Testimonios para la Iglesia, Vol. 4, p. 255-264, día 224

Uno de los mayores peligros que corre es el espíritu de orgullo y confianza en sí mismo. La mayor infelicidad que sufren usted y su familia es el resultado inmediato del gobierno del orgullo. Un hombre con un orgullo tan exacerbado es de muy poca utilidad. Su soberbia y su amor por él mismo lo retienen en una esfera reducida. Su espíritu no es generoso. Sus esfuerzos no son amplios, sino restringidos. Si existe, ese orgullo se manifestará en su conversación y su comportamiento.

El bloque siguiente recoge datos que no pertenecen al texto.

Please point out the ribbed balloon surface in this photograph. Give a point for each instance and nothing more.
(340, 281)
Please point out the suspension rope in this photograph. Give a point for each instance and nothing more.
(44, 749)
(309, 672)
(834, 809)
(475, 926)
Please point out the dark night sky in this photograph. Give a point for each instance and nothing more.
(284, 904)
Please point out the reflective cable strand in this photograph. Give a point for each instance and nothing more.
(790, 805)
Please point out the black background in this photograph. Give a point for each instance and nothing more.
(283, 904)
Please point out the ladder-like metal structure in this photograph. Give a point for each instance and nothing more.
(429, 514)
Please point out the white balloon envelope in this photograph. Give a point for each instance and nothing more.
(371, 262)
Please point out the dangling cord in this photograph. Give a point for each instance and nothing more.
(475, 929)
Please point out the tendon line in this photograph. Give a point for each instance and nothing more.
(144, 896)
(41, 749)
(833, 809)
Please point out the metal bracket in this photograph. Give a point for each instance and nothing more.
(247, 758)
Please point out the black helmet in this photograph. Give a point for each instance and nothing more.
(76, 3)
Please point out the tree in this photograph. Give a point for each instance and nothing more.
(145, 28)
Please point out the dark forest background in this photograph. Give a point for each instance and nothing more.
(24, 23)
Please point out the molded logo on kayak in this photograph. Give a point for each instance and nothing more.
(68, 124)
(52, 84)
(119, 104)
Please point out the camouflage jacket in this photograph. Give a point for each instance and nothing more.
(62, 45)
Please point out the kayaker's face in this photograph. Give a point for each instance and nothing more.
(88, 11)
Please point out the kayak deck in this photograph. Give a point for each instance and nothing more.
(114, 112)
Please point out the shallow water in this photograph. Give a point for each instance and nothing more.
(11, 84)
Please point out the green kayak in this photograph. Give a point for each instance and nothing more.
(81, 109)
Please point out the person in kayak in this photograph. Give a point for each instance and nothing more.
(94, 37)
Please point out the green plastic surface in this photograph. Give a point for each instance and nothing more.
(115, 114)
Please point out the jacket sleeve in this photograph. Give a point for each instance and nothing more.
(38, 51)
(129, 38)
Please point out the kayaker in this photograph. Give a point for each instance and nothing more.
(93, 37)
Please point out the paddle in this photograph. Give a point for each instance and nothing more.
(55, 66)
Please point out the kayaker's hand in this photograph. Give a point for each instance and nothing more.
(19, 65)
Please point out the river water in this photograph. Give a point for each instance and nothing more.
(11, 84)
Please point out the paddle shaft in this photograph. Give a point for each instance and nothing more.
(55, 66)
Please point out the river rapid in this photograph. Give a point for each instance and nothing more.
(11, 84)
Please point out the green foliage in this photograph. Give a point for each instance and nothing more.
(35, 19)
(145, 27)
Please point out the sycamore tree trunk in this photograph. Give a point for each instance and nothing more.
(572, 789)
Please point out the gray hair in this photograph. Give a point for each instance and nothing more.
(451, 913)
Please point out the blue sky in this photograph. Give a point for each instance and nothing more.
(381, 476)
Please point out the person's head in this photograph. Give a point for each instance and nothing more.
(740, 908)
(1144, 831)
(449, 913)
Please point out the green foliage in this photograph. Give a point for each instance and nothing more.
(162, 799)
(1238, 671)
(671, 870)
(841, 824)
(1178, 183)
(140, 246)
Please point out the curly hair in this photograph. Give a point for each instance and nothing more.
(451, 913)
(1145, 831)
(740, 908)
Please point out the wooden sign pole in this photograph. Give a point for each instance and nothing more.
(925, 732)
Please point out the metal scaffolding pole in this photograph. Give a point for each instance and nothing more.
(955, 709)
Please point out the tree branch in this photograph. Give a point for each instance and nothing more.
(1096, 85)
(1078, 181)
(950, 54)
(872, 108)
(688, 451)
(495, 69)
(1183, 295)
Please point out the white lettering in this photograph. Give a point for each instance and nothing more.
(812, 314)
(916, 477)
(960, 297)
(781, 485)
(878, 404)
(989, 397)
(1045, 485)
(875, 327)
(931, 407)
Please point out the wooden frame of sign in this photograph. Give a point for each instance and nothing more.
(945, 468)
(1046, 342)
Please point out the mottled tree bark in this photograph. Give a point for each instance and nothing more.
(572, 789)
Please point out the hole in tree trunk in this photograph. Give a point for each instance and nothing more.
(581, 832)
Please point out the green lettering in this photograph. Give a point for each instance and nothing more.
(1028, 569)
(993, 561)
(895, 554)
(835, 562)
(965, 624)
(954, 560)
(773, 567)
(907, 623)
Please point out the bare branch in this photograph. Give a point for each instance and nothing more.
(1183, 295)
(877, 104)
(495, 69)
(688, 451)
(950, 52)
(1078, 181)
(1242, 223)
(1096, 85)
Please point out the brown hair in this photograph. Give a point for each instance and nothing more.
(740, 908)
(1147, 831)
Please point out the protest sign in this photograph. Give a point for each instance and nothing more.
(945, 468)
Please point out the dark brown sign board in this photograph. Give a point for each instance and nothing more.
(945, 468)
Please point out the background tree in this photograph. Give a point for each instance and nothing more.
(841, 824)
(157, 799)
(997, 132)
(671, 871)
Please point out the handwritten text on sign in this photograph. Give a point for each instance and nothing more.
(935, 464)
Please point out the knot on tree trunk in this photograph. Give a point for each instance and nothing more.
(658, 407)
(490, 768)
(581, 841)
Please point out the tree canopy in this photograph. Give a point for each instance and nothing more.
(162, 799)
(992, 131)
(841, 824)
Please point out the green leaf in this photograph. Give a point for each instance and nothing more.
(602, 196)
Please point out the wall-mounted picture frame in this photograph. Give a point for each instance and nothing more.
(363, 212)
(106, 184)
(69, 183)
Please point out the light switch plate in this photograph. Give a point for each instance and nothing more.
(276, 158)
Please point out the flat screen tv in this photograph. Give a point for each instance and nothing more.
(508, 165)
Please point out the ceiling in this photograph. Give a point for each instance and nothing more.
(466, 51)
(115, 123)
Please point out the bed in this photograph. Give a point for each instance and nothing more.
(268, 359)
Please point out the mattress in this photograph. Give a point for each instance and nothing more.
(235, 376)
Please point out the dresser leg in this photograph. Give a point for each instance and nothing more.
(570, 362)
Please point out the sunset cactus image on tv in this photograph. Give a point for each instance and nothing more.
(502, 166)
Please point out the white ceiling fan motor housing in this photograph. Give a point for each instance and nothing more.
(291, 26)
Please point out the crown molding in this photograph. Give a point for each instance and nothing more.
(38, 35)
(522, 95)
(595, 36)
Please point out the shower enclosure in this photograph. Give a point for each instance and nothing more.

Apreciado hermano, la influencia que formó su carácter le dio un espíritu arrogante y dominador que se manifiesta en el trato con su familia, sus vecinos y todos aquellos con quienes se relaciona. Para vencer esos malos hábitos vigile en oración sincera porque le queda poco tiempo. No piense que basta sólo con sus propias fuerzas. Sólo en el nombre del poderoso Conquistador podrá ganar la victoria. En conversación con otros, ande en la misericordia, la bondad y el amor de Dios en lugar de permanecer en su estricto juicio y justicia. Aférrese a sus promesas. Con sus propias fuerzas, será incapaz de hacer nada; pero con la fuerza de Jesús, podrá hacerlo todo. Si usted está en Cristo y, Cristo está en usted, será transformado, renovado y santificado. “Si permanecéis en mí, y mis palabras permanecen en vosotros, pedid todo lo que queréis, y os será hecho”. Juan 15:7. Asegúrese de que Cristo está en usted, de que su corazón se ha quebrantado y es sumiso y humilde. Dios sólo aceptará al humilde y contrito. El cielo bien vale el esfuerzo perseverante de toda una vida. Dios lo ayudará en todos sus esfuerzos sólo si confía en él. Es preciso llevar a cabo una obra en su familia y Dios lo ayudará a llevarla a cabo si actúa correctamente. Le encarezco que ponga en orden su corazón y, pacientemente, trabaje por la salvación de su familia, para que los ángeles de Dios puedan entrar en su hogar y permanecer con ustedes.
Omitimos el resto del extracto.